Los hombres que ahorcan a los galgos
perdieron su alma hace mucho tiempo. En realidad, su alma huyó espantada
cuando descubrió que sus manos codiciaban la sangre ajena. Los hombres
que ahorcan a los galgos esconden sus ojos detrás de gafas oscuras, pues
los ojos les delatan. Sólo hace falta mirarlos para comprender que
detrás no hay nada. Los hombres que ahorcan a los galgos son los mismos
que fusilaron a García Lorca. No les importó desarraigar de nuestro
suelo a un poeta que dormía entre camelias blancas y lloraba como el
agua. No les importó enterrarlo en una fosa sin nombre, con los ojos
abiertos y una mueca de espanto. Los hombres que ahorcan a los galgos
apenas hablan. No les gustan las palabras. No les gusta justificar sus
actos ni manifestar sus afectos. Dejan un rastro de dolor y miedo. Se
ríen de los poetas que pasan noches en vela, intentando hallar un verso
para finalizar un soneto. Se ríen de los insensatos que anhelan un
futuro sin bombas ni ruinas negras. Se ríen de las promesas que nos
hicieron de niños, asegurándonos que la eternidad apacigua a la muerte,
evitando que caigamos en el olvido.
Cada vez que muere un galgo, un niño se
queda huérfano. Los galgos prestan la luz de sus ojos a los niños
enfermos. Les acompañan en las noches de fiebre y pesadillas sin cuento.
Les despiertan suavemente, hablándoles al oído del día que llega, con
su frescor y su luz naciente, sonrosada. Les hablan de la primavera y de
la semilla al florecer. Les hablan de las mañanas ardientes del verano,
cuando el mar se ofrece amistosamente y el sol parece una piedra
amarilla que no acaba de caer. Les dicen que el invierno se ha escondido
detrás de un arbusto y se ha quedado dormido. Los niños enfermos son
los niños que el Joven Rabí escogió para mostrar al mundo la belleza en
su forma más pura. El joven Rabí se enfrentó al poder de las tinieblas
con un niño tullido y un galgo famélico, sin ignorar que la compasión es
una flor extraña. Una flor que sólo crece en laderas escarpadas y en
profundas soledades, donde las plegarias tiritan de miedo al pensar que
enmudecerán en un sótano vacío.
Algunas mañanas, me levanto temprano y
los galgos ya están en la explanada que llaman plaza, con su triste
iglesia de fachada encalada, escondiendo la piedra, y un árbol con el
tronco lleno de nudos, con aspecto de chichones. Agrupados por largas
cadenas, todos son jóvenes y no saben lo que les espera. No saben que
ese día algunos se quedarán en el campo, sobrepasados por la crueldad
humana. Podría advertirles, pero los hombres que preparan su muerte, se
pasean con escopetas y largas sogas. Sus ojos parecen brasas encendidas
por un odio antiguo. Los ojos de los galgos aletean como mariposas de
colores. Azul, castaño, violeta, acaso un tenue resplandor dorado, de
trompeta vieja. Algunos están sentados, otros tumbados, dormitando.
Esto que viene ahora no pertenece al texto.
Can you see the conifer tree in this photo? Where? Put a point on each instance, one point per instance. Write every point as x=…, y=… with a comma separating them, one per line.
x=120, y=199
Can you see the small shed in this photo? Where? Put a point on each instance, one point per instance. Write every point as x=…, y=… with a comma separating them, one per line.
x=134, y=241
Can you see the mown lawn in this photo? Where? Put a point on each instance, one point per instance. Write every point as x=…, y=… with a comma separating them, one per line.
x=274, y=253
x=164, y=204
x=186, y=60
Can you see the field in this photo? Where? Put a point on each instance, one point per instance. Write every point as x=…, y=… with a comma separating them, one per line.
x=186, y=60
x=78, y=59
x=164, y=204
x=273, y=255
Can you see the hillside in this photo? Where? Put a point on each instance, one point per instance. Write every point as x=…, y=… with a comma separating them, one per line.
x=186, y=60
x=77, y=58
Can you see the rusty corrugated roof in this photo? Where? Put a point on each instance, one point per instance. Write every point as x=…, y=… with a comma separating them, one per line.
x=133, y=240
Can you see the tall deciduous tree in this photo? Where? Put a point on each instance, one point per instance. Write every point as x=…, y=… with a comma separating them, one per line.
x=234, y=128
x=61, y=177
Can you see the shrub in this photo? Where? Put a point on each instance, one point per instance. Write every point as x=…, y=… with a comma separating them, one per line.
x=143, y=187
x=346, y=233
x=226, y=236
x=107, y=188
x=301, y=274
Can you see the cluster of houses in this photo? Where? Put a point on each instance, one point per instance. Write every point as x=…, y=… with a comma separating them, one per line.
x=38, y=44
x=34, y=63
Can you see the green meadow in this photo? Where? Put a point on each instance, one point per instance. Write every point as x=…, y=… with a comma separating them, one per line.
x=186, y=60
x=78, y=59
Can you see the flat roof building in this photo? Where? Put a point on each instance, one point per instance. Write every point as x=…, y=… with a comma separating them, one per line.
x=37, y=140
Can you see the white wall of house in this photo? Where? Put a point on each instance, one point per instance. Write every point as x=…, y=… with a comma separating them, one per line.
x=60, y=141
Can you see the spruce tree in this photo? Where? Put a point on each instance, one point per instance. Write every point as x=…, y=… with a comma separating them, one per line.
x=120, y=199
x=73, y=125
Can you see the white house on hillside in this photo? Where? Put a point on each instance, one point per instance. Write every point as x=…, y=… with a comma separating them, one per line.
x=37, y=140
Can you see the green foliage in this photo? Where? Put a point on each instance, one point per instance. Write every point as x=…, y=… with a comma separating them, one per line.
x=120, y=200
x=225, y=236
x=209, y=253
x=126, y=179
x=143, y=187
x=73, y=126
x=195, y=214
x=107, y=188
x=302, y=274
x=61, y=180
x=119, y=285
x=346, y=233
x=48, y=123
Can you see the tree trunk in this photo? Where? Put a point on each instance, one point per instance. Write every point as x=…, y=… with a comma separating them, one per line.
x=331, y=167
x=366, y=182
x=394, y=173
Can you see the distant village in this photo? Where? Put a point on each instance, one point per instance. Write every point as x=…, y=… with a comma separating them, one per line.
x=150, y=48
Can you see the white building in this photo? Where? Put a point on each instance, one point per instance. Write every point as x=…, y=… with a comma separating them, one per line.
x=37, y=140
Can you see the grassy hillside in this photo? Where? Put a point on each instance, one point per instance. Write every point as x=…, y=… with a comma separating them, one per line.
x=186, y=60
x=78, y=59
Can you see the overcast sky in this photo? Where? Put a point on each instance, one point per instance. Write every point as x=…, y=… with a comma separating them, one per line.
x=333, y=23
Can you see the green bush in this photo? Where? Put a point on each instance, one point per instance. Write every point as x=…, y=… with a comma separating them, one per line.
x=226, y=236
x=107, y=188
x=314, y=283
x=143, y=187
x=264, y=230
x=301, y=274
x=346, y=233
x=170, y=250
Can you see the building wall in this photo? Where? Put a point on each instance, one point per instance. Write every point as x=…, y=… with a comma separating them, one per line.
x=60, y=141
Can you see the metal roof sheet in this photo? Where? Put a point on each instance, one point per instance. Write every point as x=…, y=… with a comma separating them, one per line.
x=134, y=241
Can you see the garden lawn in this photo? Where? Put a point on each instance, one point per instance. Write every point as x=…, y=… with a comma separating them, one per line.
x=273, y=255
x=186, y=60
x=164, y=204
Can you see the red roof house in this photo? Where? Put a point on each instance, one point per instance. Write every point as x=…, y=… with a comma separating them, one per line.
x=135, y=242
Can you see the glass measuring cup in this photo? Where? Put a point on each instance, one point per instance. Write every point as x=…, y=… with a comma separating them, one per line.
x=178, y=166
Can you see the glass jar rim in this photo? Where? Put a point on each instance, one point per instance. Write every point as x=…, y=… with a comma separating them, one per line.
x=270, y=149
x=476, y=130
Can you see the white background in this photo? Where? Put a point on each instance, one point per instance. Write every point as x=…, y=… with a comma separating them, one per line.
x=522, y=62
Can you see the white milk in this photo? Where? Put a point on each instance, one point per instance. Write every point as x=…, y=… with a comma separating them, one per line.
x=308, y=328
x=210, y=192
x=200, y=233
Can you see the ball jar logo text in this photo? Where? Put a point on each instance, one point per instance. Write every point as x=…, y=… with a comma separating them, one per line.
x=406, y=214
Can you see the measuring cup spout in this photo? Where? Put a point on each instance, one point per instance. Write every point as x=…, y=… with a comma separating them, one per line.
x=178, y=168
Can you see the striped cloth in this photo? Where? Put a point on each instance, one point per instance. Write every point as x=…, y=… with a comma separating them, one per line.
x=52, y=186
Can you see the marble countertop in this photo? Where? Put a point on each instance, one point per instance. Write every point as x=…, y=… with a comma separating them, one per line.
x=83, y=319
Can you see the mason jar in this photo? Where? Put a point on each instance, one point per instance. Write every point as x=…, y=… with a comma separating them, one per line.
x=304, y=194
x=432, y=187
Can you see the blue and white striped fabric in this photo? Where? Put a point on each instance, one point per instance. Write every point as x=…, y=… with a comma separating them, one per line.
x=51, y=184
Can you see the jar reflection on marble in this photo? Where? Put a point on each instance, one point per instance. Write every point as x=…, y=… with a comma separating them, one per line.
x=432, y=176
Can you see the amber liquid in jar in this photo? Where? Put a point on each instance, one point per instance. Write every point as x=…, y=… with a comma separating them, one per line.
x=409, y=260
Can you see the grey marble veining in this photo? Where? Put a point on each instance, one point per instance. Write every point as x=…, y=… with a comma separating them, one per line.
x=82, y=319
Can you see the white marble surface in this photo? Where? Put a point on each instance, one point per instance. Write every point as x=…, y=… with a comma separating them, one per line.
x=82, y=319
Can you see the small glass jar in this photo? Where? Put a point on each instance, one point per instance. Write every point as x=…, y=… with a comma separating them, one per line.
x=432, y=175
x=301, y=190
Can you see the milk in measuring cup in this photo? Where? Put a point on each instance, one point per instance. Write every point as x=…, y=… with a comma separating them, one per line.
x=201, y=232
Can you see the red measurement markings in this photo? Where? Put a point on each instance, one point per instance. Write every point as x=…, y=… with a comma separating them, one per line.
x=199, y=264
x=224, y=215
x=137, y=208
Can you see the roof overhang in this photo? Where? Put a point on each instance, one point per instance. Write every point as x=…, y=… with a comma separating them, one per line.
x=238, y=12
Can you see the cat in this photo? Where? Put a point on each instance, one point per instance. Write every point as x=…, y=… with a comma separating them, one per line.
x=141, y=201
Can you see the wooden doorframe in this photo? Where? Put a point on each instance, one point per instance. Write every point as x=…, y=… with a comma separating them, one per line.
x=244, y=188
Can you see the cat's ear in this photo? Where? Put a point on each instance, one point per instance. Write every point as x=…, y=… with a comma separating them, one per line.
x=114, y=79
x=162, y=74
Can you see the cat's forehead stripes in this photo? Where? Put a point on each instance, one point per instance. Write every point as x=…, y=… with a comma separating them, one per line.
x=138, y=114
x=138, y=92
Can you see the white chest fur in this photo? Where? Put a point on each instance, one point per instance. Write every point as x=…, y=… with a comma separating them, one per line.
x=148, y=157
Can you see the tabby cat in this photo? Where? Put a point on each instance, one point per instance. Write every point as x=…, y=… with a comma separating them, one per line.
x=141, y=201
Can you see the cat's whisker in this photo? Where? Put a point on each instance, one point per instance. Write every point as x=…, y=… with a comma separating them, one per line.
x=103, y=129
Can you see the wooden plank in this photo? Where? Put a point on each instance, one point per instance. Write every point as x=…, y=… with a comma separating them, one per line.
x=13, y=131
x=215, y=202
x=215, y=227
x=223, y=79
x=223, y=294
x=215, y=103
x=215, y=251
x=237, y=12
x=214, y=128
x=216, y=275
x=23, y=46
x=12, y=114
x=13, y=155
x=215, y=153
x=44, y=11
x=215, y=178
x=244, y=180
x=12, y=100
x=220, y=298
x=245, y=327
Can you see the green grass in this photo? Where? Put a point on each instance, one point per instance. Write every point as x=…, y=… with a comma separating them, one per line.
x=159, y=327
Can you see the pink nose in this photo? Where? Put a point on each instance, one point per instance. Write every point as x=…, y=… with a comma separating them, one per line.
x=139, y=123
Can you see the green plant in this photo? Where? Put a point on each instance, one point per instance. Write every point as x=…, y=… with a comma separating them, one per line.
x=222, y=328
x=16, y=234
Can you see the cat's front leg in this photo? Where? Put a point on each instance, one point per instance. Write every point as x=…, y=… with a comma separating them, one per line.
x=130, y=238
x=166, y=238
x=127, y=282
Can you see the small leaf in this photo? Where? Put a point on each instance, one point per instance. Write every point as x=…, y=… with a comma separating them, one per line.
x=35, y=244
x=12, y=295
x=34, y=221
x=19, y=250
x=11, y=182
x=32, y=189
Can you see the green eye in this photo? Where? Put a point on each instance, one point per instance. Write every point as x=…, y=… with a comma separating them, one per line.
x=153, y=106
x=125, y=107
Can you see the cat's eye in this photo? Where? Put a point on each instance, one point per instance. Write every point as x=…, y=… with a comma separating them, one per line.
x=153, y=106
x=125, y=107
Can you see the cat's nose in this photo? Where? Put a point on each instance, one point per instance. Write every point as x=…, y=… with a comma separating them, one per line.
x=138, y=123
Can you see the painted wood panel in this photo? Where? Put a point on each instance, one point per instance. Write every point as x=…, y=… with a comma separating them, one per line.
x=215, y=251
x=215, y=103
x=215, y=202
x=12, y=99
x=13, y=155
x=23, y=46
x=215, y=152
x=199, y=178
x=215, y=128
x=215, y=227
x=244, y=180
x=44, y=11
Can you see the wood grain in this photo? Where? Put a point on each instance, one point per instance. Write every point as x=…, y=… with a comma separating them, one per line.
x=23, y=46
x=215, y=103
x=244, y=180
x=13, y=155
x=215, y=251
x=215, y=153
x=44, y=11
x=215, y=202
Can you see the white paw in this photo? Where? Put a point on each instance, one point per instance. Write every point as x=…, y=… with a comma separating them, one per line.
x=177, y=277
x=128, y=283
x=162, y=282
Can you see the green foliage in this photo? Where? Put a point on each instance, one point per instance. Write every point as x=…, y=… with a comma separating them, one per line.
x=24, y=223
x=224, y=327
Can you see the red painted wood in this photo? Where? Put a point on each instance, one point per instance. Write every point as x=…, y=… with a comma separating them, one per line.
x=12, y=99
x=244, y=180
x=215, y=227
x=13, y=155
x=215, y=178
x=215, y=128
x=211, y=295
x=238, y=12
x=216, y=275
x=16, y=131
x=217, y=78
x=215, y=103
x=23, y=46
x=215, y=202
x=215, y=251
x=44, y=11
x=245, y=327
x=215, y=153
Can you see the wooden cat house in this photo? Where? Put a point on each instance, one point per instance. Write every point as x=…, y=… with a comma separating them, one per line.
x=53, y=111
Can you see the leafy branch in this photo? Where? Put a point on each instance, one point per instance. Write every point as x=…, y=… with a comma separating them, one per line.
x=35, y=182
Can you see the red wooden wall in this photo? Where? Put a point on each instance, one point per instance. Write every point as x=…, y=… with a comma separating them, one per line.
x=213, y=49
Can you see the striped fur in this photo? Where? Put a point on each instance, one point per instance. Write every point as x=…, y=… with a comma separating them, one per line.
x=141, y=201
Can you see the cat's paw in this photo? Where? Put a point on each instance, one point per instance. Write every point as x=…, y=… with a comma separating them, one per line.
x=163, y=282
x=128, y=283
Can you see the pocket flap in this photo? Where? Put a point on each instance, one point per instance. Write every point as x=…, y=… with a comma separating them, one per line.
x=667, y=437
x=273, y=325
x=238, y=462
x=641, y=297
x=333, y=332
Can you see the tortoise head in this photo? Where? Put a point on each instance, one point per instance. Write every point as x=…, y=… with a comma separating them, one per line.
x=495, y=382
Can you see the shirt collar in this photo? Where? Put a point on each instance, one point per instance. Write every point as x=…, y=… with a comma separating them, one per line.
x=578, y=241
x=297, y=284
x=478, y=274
Algunos están de pie y otros desmoronados. Algunos están tan delgados
que casi levitan. Algunos parecen de arcilla, otros de plata, otros son
blancos como el alba. El alba que ya avanza por la plaza y les pone en
movimiento.
Se escuchan las cadenas, los gritos, las
risotadas. Se alejan todos a la vez, uncidos a un destino desigual.
Siento lo que sintió Don Quijote al contemplar a los galeotes,
condenados a impulsar un enorme buque de guerra con un remo: “¿Por qué
hacer esclavos a los que Dios y naturaleza hizo libres?” Me senté en un
banco de piedra y les observé alejarse. Un galgo blanco, de andares
espirituales y resignados, giró la cabeza y me miró humanamente, con
ojos fatigados y débilmente esperanzados. Los dos sabíamos que nuestras
vidas eran un chispazo, un momento de claridad en una tiniebla infinita,
pero nos esforzábamos en pensar que nos reencontraríamos bajo otro
cielo, vagabundeando por una llanura sin término, lejos de esa mañana
homicida que se cobraría las vidas de los torpes y rezagados. Nos
reencontraríamos en una mañana sin penumbra ni olvido, de plenitudes y
esplendores, una mañana perfecta, libre de miedos y trajines. Nos
miraríamos de nuevo, como dos viejos conocidos que han descubierto la
felicidad de ser en el otro. Sus ojos en mis ojos, sus sueños en mis
sueños y nuestros latidos concertados en el viento.